しかしながら、一般的な従来の電磁誘導式電気伝導率計は、検出器に対して特定の周波数の矩形波信号を固定で印加している。これは、検出器の特性や蓄積された技術やデータに基づいた特定の矩形波信号である。そして、そのような電磁誘導式電気伝導率計を用いて、内部に被測定液体が流れている1つの配管に複数の電気伝導率計を設置して、安全性を高めるために制御と監視を分ける必要があるような人工透析装置や、1つの被測定液体に対して複数の電気伝導率計を設置して、より正確な測定や、制御と監視を分けることを求められる装置などで使用する場合には、それぞれの電磁誘導式電気伝導率計の測定値同士の干渉が発生することがあり、お互いの測定値に影響を与えて測定精度が低下してしまうため、正確に電気伝導率を測定することができないという問題があった。
図1は、内部に被測定液体が流れている1つの配管に一般的な従来の電磁誘導式電気伝導率計を3つ設置した場合の、それぞれの電磁誘導式電気伝導率計における測定データの一例を示す図である。通常、電磁誘導式電気伝導率計では、一方のコイル(励磁コイル)にあらかじめ決まった周波数の電圧(矩形波信号)を印加して、被測定液体に発生した誘導電流をもう一方のコイル(検出コイル)に発生した電圧で検出することにより、被測定液体の電気伝導率を測定する。このとき、1つの配管にこの電磁誘導式電気伝導率計が1つしか設置されていない場合には、問題なく測定することができる。
しかしながら、従来の電磁誘導式電気伝導率計を例えば3つ、同じ1つの配管に設置した場合には、お互いの電気伝導率計の測定値が干渉し合ってしまい、正しく電気伝導率を測定することができない場合がある。図1において、横軸は時間(単位[sec])、縦軸は電気伝導率(単位[S/m])を表しており、破線で示すグラフは1台目の電磁誘導式電気伝導率計で測定された電気伝導率、実線で示すグラフは2台目の電磁誘導式電気伝導率計で測定された電気伝導率、一点鎖線で示すグラフは3台目の電磁誘導式電気伝導率計で測定された電気伝導率を示している。そして、図1に示すとおり、3台の電磁誘導式電気伝導率計それぞれで測定された電気伝導率の値は大きく揺れ動いており、正確な電気伝導率が測定できていないことがわかる。

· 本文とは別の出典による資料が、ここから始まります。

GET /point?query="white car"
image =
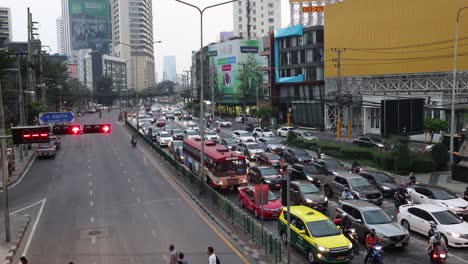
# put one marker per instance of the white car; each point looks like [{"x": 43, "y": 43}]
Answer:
[
  {"x": 190, "y": 133},
  {"x": 417, "y": 218},
  {"x": 243, "y": 136},
  {"x": 283, "y": 131},
  {"x": 211, "y": 135},
  {"x": 163, "y": 138},
  {"x": 429, "y": 194},
  {"x": 223, "y": 123},
  {"x": 262, "y": 132}
]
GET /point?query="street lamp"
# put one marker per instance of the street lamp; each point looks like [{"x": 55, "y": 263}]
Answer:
[
  {"x": 452, "y": 117},
  {"x": 202, "y": 134}
]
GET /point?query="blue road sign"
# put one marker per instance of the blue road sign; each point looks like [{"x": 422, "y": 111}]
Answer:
[{"x": 56, "y": 117}]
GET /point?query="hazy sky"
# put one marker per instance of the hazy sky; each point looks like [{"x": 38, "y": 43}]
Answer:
[{"x": 175, "y": 24}]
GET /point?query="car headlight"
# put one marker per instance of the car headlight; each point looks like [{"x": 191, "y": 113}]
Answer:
[
  {"x": 455, "y": 235},
  {"x": 323, "y": 249}
]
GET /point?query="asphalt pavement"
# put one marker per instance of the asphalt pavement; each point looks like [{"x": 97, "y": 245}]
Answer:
[
  {"x": 414, "y": 253},
  {"x": 102, "y": 201}
]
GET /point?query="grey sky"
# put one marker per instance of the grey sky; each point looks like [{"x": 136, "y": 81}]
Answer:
[{"x": 175, "y": 24}]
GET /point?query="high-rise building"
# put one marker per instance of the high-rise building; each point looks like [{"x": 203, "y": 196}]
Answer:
[
  {"x": 5, "y": 23},
  {"x": 264, "y": 16},
  {"x": 132, "y": 39},
  {"x": 86, "y": 25},
  {"x": 170, "y": 71},
  {"x": 60, "y": 42}
]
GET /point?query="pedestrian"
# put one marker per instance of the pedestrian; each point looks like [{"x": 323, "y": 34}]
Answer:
[
  {"x": 212, "y": 259},
  {"x": 23, "y": 260},
  {"x": 181, "y": 259},
  {"x": 173, "y": 258}
]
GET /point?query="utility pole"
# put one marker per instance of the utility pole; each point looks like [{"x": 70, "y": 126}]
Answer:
[{"x": 6, "y": 209}]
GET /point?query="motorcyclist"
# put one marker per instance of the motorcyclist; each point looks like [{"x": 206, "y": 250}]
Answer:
[
  {"x": 346, "y": 194},
  {"x": 436, "y": 240},
  {"x": 371, "y": 240}
]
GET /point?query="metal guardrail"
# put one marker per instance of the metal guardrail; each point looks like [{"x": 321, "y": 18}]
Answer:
[{"x": 261, "y": 236}]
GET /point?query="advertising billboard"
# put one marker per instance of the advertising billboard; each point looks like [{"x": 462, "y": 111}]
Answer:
[
  {"x": 90, "y": 25},
  {"x": 236, "y": 69}
]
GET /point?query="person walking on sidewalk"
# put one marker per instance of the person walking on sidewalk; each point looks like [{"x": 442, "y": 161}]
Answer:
[{"x": 173, "y": 257}]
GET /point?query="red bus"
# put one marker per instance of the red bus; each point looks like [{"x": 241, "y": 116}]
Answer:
[{"x": 224, "y": 169}]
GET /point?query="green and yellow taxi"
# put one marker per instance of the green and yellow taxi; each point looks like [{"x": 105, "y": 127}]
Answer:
[{"x": 314, "y": 234}]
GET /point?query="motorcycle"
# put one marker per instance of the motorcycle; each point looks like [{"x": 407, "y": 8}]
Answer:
[
  {"x": 376, "y": 256},
  {"x": 438, "y": 255}
]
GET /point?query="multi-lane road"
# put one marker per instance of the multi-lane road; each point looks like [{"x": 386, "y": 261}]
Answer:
[
  {"x": 102, "y": 201},
  {"x": 414, "y": 253}
]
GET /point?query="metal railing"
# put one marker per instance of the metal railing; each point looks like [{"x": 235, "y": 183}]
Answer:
[{"x": 231, "y": 213}]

これについて、本願発明の出願人は、様々な条件により実験を繰り返し、複数の電磁誘導式電気伝導率計の測定値がお互いに干渉してしまうのは、コイル(励磁コイル)に印加している矩形波信号が特定の同じ周波数の信号であることが原因であることを発見した。
そこで、この発明の実施の形態では、被測定液体に対して複数の非接液タイプ(検出部が非接液タイプ)の電磁誘導式電気伝導率計を配置(設置)した場合であっても、それぞれの電磁誘導式電気伝導率計の測定値が干渉することなく、正確な電気伝導率を測定することができるようにするものである。
実施の形態.
図2は、この発明の実施の形態における電磁誘導式電気伝導率計の機能構成を示すブロック図である。図2に示すように、この発明の実施の形態における電磁誘導式電気伝導率計10は、局番アドレス取得部11、周波数決定部12、制御部13、検出部14、演算情報取得部15、演算部16、および、出力部17を備えている。

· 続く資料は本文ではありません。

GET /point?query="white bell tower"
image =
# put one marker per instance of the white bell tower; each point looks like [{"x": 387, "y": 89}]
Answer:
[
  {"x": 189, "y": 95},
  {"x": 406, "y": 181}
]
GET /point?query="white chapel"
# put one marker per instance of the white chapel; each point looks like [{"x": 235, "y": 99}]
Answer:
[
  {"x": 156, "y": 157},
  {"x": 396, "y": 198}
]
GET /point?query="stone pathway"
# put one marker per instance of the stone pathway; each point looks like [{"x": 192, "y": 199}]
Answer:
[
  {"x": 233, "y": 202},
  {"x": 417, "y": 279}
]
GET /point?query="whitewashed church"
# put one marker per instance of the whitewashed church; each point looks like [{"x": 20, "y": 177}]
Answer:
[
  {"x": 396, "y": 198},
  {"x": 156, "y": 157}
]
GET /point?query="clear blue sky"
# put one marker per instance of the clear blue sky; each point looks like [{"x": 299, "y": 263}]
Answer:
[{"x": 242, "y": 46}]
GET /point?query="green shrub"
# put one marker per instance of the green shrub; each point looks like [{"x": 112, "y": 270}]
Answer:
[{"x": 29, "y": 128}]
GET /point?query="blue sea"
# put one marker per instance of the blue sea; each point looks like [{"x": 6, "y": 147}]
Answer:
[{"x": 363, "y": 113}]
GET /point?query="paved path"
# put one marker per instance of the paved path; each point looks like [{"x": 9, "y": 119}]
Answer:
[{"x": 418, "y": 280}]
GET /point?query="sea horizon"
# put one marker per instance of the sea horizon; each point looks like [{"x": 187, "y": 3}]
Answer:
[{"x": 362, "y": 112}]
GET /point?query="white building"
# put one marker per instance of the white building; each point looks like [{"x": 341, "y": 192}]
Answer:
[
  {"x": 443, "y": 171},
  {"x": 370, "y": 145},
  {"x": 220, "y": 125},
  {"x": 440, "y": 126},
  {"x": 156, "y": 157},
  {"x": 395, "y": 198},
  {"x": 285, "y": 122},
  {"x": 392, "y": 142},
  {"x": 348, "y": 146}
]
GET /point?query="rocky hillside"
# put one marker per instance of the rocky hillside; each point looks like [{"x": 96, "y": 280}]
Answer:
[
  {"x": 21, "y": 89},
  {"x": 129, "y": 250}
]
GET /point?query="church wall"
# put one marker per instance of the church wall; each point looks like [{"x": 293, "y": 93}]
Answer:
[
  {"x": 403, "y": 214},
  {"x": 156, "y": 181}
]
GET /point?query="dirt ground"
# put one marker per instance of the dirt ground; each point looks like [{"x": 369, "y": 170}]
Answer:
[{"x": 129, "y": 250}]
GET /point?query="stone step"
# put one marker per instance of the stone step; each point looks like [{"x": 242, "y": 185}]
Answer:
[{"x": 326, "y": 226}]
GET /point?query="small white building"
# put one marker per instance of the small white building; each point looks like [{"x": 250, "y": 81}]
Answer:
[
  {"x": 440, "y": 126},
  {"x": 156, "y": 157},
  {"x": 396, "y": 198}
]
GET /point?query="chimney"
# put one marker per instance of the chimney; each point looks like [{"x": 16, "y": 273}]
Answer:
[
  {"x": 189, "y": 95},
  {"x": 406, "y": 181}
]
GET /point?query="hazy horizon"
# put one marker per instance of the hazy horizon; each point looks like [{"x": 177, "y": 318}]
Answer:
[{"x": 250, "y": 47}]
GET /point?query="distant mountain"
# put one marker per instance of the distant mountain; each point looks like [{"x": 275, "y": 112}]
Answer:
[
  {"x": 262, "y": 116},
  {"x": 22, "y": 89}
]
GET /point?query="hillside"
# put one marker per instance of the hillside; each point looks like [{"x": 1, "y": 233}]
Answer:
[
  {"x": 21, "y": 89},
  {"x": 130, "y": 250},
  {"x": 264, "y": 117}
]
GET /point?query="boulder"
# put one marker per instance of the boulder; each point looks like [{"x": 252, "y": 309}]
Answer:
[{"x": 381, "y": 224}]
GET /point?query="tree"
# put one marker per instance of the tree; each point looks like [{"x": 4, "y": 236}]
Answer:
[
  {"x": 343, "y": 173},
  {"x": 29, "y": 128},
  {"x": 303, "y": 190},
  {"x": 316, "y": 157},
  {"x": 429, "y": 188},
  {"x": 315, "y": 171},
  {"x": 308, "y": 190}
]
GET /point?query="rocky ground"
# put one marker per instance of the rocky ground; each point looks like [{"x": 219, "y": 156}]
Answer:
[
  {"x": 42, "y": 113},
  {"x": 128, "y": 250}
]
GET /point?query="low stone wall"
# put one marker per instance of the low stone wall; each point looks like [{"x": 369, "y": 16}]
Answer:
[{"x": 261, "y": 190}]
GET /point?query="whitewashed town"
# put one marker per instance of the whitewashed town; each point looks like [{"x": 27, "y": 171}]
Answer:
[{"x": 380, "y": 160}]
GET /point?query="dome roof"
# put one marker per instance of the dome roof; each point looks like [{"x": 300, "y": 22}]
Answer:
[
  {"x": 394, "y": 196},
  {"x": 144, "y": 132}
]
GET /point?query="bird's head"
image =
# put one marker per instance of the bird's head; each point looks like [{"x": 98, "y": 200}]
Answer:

また、内部に被測定液体Fが流れている1つの配管1(後述する図4参照)に、同じタイプの電磁誘導式電気伝導率計が複数設置されることを前提としており、この実施の形態では、3台の非接液タイプ(検出部が非接液タイプ)の電磁誘導式電気伝導率計10,20,30が設置されているものとして説明する。

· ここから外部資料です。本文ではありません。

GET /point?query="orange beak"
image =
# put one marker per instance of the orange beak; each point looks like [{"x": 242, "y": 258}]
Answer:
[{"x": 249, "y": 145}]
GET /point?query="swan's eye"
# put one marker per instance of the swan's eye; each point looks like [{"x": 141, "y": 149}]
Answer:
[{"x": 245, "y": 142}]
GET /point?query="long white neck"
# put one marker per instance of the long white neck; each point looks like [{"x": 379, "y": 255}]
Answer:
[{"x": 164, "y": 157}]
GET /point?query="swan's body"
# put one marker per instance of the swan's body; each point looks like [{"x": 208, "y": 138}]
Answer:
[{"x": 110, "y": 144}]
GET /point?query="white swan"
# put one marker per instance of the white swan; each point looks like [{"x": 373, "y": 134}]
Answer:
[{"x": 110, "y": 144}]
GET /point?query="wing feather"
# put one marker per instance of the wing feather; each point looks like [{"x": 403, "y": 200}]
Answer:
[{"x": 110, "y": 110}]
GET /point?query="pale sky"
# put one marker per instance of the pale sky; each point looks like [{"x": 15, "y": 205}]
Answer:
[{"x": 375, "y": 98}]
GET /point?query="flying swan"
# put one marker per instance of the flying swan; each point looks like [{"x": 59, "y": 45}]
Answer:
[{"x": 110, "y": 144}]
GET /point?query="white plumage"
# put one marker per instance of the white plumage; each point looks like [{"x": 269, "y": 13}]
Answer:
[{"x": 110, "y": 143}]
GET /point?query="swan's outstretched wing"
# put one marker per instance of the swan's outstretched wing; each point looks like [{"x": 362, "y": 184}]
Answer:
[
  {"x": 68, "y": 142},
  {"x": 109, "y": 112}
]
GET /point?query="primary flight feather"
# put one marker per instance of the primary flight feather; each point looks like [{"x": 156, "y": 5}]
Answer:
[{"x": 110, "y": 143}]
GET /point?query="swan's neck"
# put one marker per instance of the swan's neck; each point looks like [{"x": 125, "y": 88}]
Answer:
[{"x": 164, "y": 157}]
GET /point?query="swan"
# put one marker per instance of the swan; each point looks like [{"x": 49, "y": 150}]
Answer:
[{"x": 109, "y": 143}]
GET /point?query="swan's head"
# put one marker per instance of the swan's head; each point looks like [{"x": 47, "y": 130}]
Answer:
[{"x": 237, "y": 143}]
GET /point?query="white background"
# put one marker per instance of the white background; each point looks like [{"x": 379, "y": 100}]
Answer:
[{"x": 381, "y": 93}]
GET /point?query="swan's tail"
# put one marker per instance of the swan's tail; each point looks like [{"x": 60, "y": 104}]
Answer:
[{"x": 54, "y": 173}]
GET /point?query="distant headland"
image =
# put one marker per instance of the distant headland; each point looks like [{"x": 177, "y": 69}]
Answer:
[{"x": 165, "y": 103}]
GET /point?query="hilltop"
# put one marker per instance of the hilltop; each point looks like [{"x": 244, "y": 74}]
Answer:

局番アドレス取得部11は、1つの同じ配管1に設置された電磁誘導式電気伝導率計10,20,30のうち、電磁誘導式電気伝導率計10自身が何番目の電気伝導率計であるかを示す局番アドレスを取得する。これは、ユーザにより設定入力された局番アドレスを取得するものであってもよいし、コンピュータ等の他の電子機器から自動的に割り振られて設定された局番アドレスを取得するものであってもよい。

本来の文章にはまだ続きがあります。